本発明に係る砕水画像を用いた水質推定方法、及び砕水画像処理式水質推定システムにおいては、例えば、砕水箇所の風景をビデオカメラで撮影してコンピュータに入力し、コンピュータは、撮影時間中の最高輝度を画素値とする最高輝度画像データを生成し、最高輝度画像内の第1輝度判別値以上の画素を抽出して砕水画像領域Z1を抽出し、撮影時間中の最低輝度を画素値とする最低輝度画像データを生成し、最低輝度画像内の砕水画像領域Z1内の第2輝度判別値未満の画素を抽出して非砕水画像領域Z2を抽出し、画素輝度の時間的平均値を非砕水画像領域Z2の全画素について算出した後、空間的平均を非砕水画像領域Z2の全範囲について行い、この画像処理を各画素の光三原色成分について行うようにしたものであり、LG/LBを葉緑素量指標値とし、LR/LBを濁度指標値として出力することができる、という利点を有している。
以下に説明する実施例は、砕水箇所Bの風景をビデオカメラ1で撮影してパーソナル・コンピュータ2に入力し、コンピュータ内のCPU22は、撮影時間中の最高輝度を画素値とする最高輝度画像データを生成し、最高輝度画像内の第1輝度判別値以上の画素を抽出して砕水画像領域Z1を抽出し、撮影時間中の最低輝度を画素値とする最低輝度画像データを生成し、最低輝度画像内の砕水画像領域Z1内の第2輝度判別値未満の画素を抽出して非砕水画像領域Z2を抽出し、画素輝度の時間的平均値を非砕水画像領域Z2の全画素について算出した後、空間的平均を非砕水画像領域Z2の全範囲について行い、この画像処理を各画素の光三原色成分について行うようにしたものであり、LG/LBを葉緑素量指標値とし、LR/LBを濁度指標値として出力することができ、本発明を実現するための構成として最良の形態である。
以下、本発明の実施例について、図面を参照しながら詳細に説明を行う。図1は、本発明の第1実施例である砕水画像処理式水質推定システム101の構成を示す図であり、図1(A)は砕水画像処理式水質推定システム101の全体構成を、図1(B)は砕水画像処理式水質推定システム101に用いられるビデオカメラ2の詳細な構成を、それぞれ示している。

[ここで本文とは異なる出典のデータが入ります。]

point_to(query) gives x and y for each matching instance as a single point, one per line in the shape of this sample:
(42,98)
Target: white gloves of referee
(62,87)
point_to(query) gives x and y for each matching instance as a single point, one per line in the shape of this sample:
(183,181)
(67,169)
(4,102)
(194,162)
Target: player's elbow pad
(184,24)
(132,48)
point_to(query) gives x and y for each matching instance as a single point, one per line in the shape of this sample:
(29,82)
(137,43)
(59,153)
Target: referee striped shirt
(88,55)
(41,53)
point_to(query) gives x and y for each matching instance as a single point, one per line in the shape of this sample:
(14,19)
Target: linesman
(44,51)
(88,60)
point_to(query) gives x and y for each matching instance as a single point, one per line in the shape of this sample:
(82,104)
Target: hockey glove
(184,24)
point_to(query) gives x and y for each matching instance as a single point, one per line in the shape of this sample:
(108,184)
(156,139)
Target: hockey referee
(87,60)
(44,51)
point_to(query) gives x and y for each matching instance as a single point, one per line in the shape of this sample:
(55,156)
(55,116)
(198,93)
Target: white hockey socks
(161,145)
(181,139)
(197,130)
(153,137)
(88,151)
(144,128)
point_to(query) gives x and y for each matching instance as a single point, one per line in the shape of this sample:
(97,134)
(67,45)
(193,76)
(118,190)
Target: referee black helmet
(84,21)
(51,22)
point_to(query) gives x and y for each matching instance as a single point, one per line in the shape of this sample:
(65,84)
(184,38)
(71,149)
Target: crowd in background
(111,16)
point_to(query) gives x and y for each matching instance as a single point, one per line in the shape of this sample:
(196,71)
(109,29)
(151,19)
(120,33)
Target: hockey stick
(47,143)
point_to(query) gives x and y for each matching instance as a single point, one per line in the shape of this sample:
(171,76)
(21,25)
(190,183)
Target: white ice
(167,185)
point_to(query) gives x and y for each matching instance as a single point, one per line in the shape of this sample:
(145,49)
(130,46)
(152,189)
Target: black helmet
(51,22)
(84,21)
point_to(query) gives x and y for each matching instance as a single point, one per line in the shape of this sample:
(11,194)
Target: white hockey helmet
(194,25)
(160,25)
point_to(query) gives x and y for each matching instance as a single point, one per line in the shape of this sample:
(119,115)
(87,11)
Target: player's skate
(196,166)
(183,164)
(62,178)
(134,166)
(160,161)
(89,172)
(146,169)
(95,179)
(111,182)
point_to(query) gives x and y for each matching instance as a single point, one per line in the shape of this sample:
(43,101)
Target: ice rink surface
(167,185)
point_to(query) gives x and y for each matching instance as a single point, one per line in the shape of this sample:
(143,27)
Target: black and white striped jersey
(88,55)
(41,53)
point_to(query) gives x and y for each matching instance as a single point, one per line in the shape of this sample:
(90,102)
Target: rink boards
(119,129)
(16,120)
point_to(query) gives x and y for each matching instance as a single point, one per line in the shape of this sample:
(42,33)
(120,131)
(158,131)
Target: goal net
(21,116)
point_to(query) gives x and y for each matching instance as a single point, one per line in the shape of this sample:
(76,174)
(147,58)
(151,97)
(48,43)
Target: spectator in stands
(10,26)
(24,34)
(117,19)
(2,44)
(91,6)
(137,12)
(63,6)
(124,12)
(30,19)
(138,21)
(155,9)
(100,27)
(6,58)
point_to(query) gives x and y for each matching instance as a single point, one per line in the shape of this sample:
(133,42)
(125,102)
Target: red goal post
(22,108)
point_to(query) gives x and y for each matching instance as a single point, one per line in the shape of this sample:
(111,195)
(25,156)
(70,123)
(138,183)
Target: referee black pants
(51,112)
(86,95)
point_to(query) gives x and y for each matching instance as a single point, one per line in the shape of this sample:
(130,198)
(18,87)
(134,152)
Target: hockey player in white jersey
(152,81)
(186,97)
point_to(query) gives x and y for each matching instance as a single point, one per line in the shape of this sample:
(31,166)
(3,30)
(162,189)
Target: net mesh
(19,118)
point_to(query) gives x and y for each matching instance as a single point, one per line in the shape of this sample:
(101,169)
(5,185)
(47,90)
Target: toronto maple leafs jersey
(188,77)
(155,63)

図1(A)に示すように、第1実施例の砕水画像処理式水質推定システム101は、ビデオカメラ1とパーソナル・コンピュータ2を備えて構成されている。図1(A)及び図1(B)に示すように、ビデオカメラ1は、斜め方向D1の砕水箇所B1から到来する映像光線Vが、鏡筒11の中に設けられたレンズ系12を通ってCCD撮像素子13の上に投影され、CCD撮像素子13が投影された映像光線Vをアナログ電気信号に変換してA/Dコンバータ14に送り、A/Dコンバータ14はアナログ電気信号をディジタル化(2値化)しディジタル画像信号として出力端子15に出力し、出力端子15からビデオカメラデータ線16を経て、パーソナル・コンピュータ2にディジタル画像信号が送られる。
ここに、CCD撮像素子13のCCDは、Charge−coupled image device(電荷結合デバイス)の略語であり、図示はしていないが、数ミリメートル角の半導体チップに数十万〜数百万の光電変換要素が、網の目ように縦横にマトリクス状に並べて設置されており、各光電変換要素は、受光した光をアナログ電気信号(画像信号)に変換して出力するようになっている。光電変換要素の1つが出力した画像信号は、画面上で、全体画像の中の1つの部分(以下、「画素」という。)となり、これらの画素が、半導体チップ上での各光電変換要素の配列状態と同一の配置に集合されることにより、1つの画像が構成される。
ここに、砕水箇所B1とは、水が砕ける箇所のことである。図2は、本発明の第1実施例である砕水画像処理式水質推定システム101におけるビデオカメラ1の具体例1Aが撮影する砕水箇所B1の具体例と撮影方法の具体例を説明する図である。図2に示すように、砕水箇所としては、例えば、船舶51の推進機関であるスクリュープロペラ52により、水面S1のうち船舶51の船尾側に生じる波だった箇所B2などが用いられる。撮影時の撮影方向線は図2に示すD2のように斜め方向となっている。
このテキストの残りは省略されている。